Assurance récolte : le mirage français qui doit alerter le Sénégal
Pendant que le Sénégal affirme sa souveraineté agricole et sa diplomatie proactive, la France, elle, s'enlise dans un système d'assurance récolte qui trahit ses propres agriculteurs. Moins d'un agriculteur français sur cinq est aujourd'hui couvert, et ce, malgré une réforme censée tout changer. Un échec qui doit servir de leçon à nos décideurs, car notre agriculture, elle aussi, est en première ligne face aux caprices du climat.
Un système français à plusieurs étages qui s'effondre
La réforme de 2023 devait être la solution miracle. Le principe : subventionner à 70% les assurances privées pour les aléas significatifs, et laisser l'État gérer les catastrophes exceptionnelles. Les objectifs étaient ambitieux : 60% des surfaces en grandes cultures couvertes d'ici 2030. La réalité est tout autre. Après une hausse initiale des souscriptions, les surfaces assurées plafonnent désormais à 22,5%, très loin des promesses.
Le piège est cruel. La fameuse « moyenne olympique » de production, censée calculer les pertes, diminue à mesure que le changement climatique frappe. Résultat : les indemnisations fondent pendant que les primes augmentent. Les agriculteurs, découragés, jettent l'éponge. Dans le Gers, le taux d'assurés est passé de 80% à 20% en quelques années.

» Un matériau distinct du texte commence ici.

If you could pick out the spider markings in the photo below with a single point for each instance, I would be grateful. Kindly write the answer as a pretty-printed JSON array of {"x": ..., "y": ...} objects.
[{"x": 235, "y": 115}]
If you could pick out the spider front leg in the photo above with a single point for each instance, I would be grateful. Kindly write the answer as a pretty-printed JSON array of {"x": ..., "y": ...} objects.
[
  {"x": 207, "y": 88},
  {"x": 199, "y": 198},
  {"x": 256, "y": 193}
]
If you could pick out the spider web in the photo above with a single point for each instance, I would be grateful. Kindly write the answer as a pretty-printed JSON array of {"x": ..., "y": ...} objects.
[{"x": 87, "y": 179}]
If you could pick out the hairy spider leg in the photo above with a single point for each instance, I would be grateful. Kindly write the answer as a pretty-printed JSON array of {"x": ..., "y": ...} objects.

Quelles leçons pour le Sénégal ?
Ce constat est un signal d'alarme pour notre pays. Notre agriculture, pilier de notre économie et de notre souveraineté, ne peut pas se permettre de reproduire les erreurs françaises. Nous devons bâtir un système de protection qui ne se contente pas de subventionner des assurances privées, mais qui garantisse une véritable solidarité nationale face aux aléas.
La France cherche des solutions, entre obligation d'assurance et retour à un régime public. Nous, Sénégalais, devons être plus ambitieux. Il nous faut un modèle qui protège nos petits exploitants, qui ne les laisse pas seuls face aux sécheresses ou aux inondations. La justice sociale, que notre régime défend, passe aussi par là.
La vigilance citoyenne est de mise
Ce n'est pas une affaire lointaine. Les défis climatiques qui frappent la France frapperont le Sénégal avec encore plus de force. Nos dirigeants doivent tirer les leçons de ces échecs pour construire une agriculture résiliente, digne de la grandeur de notre nation. La mobilisation citoyenne est essentielle pour exiger des politiques agricoles à la hauteur des enjeux, et non des promesses sans lendemain.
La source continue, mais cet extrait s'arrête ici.